Tale assunto, ad avviso dello scrivente, va condiviso, anche in considerazione del fatto che la trascrizione del sequestro preventivo penale rendo lo stesso opponibile anche al curatore fallimentare. Inoltre, occorre tenere conto del fatto che - in virtù dell'art. 104 disp. att. c.p.p. che, quanto al sequestro preventivo, richiama le norme in materia contenute nella disciplina dettata per il sequestro probatorio (art. 259 c.p.p.) ed in particolare l'art. 92 disp. att. c.p.p. – in tema di sequestro preventivo penale “spetta al p.m. richiedente l'esecuzione della misura cautelare, la quale implica necessariamente anche l'adozione di tutti quei provvedimenti funzionali a porre in essere e rendere operativo il vincolo cautelare, tra cui la nomina del custode giudiziario, nonché contestualmente, per esigenze di economia, il conferimento al custode dei compiti di gestione che, ordinariamente di mera conservazione, possono essere anche di amministrazione” (Cass. penale ,sez. V, 17 aprile 2009 n. 30596).

Pertanto, si deve concludere nel senso che il curatore fallimentare, in relazione ad un bene immobile di proprietà del fallito ma oggetto di sequestro preventivo penale a fini di confisca, si trova privo di legittimazione attiva rispetto alla domanda di condanna al pagamento di un'indennità di occupazione da parte dell'occupante, senza titolo, dello stesso immobile. Tale carenza di legittimazione potrà venire meno solo a seguito della caducazione definitiva del provvedimento di sequestro. L'eventuale confisca definitiva, invece renderà soggetto legittimato alla proposizione della relativa domanda, in presenza dei presupposti di legge, l'amministrazione pubblica beneficiaria, con dies a quo decorrente dalla trascrizione del provvedimento di sequestro preventivo penale.

Infine, una notazione.

Appare opportuno rilevare che l'entrata in vigore del Codice della Crisi d‘Impresa e dell'Insolvenza non comporta sostanziali modifiche a quanto appena sopra esposto.
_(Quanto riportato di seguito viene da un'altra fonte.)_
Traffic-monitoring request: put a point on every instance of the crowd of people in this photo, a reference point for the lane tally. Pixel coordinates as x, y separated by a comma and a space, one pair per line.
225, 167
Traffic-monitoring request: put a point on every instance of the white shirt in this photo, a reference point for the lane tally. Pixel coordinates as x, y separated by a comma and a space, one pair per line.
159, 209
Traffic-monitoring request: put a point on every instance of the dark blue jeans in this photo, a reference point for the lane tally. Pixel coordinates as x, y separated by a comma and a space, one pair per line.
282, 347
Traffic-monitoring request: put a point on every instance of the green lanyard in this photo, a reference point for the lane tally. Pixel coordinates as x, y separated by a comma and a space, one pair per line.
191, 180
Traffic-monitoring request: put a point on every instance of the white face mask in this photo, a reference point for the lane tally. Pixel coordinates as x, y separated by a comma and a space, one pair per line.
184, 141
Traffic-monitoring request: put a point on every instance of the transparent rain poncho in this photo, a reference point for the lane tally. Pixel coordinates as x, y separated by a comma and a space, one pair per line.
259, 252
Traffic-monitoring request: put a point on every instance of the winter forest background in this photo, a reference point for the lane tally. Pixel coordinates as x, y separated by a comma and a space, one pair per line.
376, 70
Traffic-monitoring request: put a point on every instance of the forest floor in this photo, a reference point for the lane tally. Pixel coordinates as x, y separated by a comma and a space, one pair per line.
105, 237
Infatti, se è vero che l'art. 318 CCII stabilisce, al comma 1, che “In pendenza della procedura di liquidazione giudiziale non puo' essere disposto sequestro preventivo ai sensi dell'art. 321, comma 1, del c.p.p. sulle cose di cui all'articolo 142”, è pur vero, che proprio a seguire statuisce anche “sempre che la loro fabbricazione, uso, porto, detenzione e alienazione non costituisca reato e salvo che la fabbricazione, l'uso, il porto, la detenzione e l'alienazione possano essere consentiti mediante autorizzazione amministrativa” ed ancora, al successivo comma 4, che “Le disposizioni di cui ai commi 1 e 2 non si applicano quando sono sottoposte a sequestro preventivo le cose indicate all'articolo 146 e le cose non suscettibili di liquidazione, per disposizione di legge o per decisione degli organi della procedura”. Pertanto, continuerà a sussistere uno spazio di operatività del sequestro preventivo penale nell'ambito del quale troverà applicazione la disciplina sopra descritta.